If some variables are projected out in the query, then there is an additional $|D|$ factor, making the complexity $O(|Q||D||OUT|)$.

== Connections to other problems ==

The algorithm has been influential in database theory and its core ideas are found in algorithms for other tasks such as enumeration
and aggregate computation. An important realization is that the algorithm implicitly operates on the Boolean semiring (the elimination of a tuple corresponds to a False value in the semiring), but its correctness is maintained if we use any other semiring. For example, using the natural numbers semiring, where the operations are addition and multiplication, the same algorithm computes the total number of query answers.

== History ==

=== Origin of the algorithm ===
The algorithm is named after Mihalis Yannakakis, author of the 1981 VLDB paper "Algorithms for acyclic database schemes".
A key component of the later algorithm is a semi-join reduction phase that had already been developed in contemporaneous work by Philip A. Bernstein with Dah-Ming W. Chiu and with Nathan Goodman.
These results were obtained and submitted in 1979 and were already circulating in technical report and conference form, but appeared in journal form only in 1981.
Yannakakis explicitly cites Bernstein and Goodman’s technical report [BG] for the full-reduction step.
This difference in publication timing contributed to the algorithm becoming associated with Yannakakis’s name. A work by Gottlob et al. (2001) is among the first to use the term "Yannakakis's algorithm", as both consider the more general setting of conjunctive queries with projections, as detailed below.
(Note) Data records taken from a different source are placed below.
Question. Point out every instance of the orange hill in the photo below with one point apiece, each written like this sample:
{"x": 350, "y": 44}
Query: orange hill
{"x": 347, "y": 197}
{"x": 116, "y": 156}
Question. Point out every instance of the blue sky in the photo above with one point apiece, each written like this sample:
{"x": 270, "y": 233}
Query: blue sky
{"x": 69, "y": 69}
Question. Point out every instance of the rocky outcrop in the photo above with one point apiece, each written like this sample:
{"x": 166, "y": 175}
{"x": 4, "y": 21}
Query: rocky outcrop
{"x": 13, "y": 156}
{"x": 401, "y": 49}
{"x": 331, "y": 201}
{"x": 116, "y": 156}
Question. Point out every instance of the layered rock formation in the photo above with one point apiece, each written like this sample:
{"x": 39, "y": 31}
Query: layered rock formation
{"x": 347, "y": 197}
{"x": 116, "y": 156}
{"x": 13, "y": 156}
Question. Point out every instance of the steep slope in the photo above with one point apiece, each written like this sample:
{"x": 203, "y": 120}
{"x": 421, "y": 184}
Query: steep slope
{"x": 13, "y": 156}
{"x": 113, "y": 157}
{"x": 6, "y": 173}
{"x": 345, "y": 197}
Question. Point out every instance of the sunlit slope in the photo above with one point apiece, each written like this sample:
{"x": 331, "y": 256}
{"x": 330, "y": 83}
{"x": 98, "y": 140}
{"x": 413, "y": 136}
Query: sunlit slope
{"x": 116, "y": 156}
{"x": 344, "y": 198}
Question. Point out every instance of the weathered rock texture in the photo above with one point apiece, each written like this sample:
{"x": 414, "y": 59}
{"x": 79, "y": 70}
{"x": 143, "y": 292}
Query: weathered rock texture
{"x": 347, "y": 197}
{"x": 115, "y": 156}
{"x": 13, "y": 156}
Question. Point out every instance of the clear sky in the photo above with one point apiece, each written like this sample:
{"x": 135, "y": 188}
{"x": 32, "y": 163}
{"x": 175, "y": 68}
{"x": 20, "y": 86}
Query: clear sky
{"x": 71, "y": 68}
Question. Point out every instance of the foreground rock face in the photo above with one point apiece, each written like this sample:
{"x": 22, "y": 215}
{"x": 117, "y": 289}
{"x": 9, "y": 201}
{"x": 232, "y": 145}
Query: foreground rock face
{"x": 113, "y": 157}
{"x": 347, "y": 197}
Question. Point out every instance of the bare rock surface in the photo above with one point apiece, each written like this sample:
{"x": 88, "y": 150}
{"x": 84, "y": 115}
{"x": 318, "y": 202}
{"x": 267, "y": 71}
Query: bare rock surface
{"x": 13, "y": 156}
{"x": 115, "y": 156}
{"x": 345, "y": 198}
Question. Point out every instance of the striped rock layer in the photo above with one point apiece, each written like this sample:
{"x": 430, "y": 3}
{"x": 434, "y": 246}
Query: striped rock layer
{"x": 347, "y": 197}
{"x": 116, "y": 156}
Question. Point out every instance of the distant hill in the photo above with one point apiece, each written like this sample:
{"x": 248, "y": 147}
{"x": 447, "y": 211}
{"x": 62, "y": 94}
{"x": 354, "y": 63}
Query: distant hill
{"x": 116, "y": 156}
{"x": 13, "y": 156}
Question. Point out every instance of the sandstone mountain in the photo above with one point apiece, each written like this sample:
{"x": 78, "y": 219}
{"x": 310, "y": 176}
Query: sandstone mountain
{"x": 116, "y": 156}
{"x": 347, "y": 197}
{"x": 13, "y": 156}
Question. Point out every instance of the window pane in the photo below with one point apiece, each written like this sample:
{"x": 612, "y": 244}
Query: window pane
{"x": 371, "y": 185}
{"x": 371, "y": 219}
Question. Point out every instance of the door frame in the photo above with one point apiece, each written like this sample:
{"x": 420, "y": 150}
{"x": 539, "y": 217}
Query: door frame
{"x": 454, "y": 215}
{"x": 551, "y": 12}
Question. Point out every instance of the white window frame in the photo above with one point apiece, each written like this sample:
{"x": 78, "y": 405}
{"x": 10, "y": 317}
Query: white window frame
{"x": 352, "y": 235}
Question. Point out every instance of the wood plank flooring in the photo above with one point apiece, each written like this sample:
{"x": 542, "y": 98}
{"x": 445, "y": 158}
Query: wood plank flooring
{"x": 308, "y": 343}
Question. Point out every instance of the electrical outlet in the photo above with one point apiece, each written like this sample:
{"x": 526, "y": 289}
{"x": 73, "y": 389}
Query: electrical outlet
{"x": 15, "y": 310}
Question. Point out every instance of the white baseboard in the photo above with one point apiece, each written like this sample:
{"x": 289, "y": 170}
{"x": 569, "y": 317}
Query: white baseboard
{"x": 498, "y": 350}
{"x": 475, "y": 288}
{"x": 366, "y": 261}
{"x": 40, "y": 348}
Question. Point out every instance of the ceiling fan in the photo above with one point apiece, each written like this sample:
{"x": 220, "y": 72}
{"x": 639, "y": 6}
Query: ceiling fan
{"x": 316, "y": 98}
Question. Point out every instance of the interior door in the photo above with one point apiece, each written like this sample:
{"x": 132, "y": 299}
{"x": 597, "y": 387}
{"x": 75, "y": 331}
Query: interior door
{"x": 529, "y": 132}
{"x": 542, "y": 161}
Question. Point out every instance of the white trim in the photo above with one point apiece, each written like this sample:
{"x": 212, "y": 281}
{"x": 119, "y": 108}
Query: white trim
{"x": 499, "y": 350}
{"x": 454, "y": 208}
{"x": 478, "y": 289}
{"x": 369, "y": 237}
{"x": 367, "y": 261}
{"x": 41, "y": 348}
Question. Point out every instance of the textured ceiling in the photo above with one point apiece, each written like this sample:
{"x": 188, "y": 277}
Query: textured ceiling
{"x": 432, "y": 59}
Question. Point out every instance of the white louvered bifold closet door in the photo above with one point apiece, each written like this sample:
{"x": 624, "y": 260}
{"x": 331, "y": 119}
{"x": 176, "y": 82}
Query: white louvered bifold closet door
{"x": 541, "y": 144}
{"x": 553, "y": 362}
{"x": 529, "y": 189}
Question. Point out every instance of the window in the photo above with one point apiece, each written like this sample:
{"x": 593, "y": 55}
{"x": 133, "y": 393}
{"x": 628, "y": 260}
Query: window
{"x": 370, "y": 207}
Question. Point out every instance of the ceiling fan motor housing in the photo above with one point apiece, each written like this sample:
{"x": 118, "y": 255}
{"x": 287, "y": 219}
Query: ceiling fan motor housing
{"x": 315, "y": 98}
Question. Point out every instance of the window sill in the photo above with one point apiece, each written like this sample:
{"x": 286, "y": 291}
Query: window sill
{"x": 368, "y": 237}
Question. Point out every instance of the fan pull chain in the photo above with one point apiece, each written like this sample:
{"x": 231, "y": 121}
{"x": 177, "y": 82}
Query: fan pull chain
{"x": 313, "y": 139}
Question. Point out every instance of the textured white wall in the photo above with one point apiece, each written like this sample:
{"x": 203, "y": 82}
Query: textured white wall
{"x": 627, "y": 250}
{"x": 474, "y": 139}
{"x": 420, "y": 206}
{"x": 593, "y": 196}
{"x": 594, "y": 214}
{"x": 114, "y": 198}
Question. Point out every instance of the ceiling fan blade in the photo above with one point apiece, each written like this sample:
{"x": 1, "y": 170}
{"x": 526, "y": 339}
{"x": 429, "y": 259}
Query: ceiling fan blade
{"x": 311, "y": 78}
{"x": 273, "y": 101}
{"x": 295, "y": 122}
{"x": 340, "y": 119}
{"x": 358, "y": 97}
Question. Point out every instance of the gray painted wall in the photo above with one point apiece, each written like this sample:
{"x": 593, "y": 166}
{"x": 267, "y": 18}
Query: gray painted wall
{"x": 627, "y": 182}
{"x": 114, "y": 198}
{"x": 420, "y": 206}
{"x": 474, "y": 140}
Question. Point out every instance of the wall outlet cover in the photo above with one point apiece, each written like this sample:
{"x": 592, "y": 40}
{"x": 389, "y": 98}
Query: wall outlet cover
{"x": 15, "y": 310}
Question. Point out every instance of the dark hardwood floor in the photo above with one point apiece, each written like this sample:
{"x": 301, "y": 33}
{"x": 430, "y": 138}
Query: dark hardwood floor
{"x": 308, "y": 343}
=== The exact connection ===
In the setting of equijoin queries and single-attribute semi-joins, Bernstein and Chiu (1981) showed that tree queries admit a full reducer, i.e., a sequence of semi-joins that removes all tuples that do not participate in the final join result. They also gave a linear-time tree-query membership test. Bernstein and Goodman (1981) extended these results to natural (multiattribute) semi-joins and natural-join queries, proving that for tree queries a two-pass semi-join program (first propagating reductions from the leaves of a rooted tree representation of the query to the root, and then back from the root to the leaves) is a full reducer.
Later work by Gottlob et al. (2001) notes that acyclic queries coincide with tree queries (for the corresponding structural characterization, see GYO algorithm) and that "in a slightly restricted setting, a very similar semi-join based evaluation procedure was independently developed by Bernstein and Chiu [1981]." Yannakakis explicitly reuses the reduction step ("At first we compute a full reduction D′ of D as in [BG] using semijoins") and then performs the subsequent join/projection phase along a join tree. Bernstein and Chiu explicitly excluded target lists (their terminology for the set of attributes to be returned by the query), noting that semi-joins do not "project out" attributes, and Bernstein and Goodman later showed that target lists do not change the full-reducer characterization.
Thus, the Bernstein papers already contain the key element of what became later known as the Yannakakis algorithm: the full reduction (or full semi-join reduction).
Yannakakis presents the full two-phase procedure for evaluating acyclic joins with projection.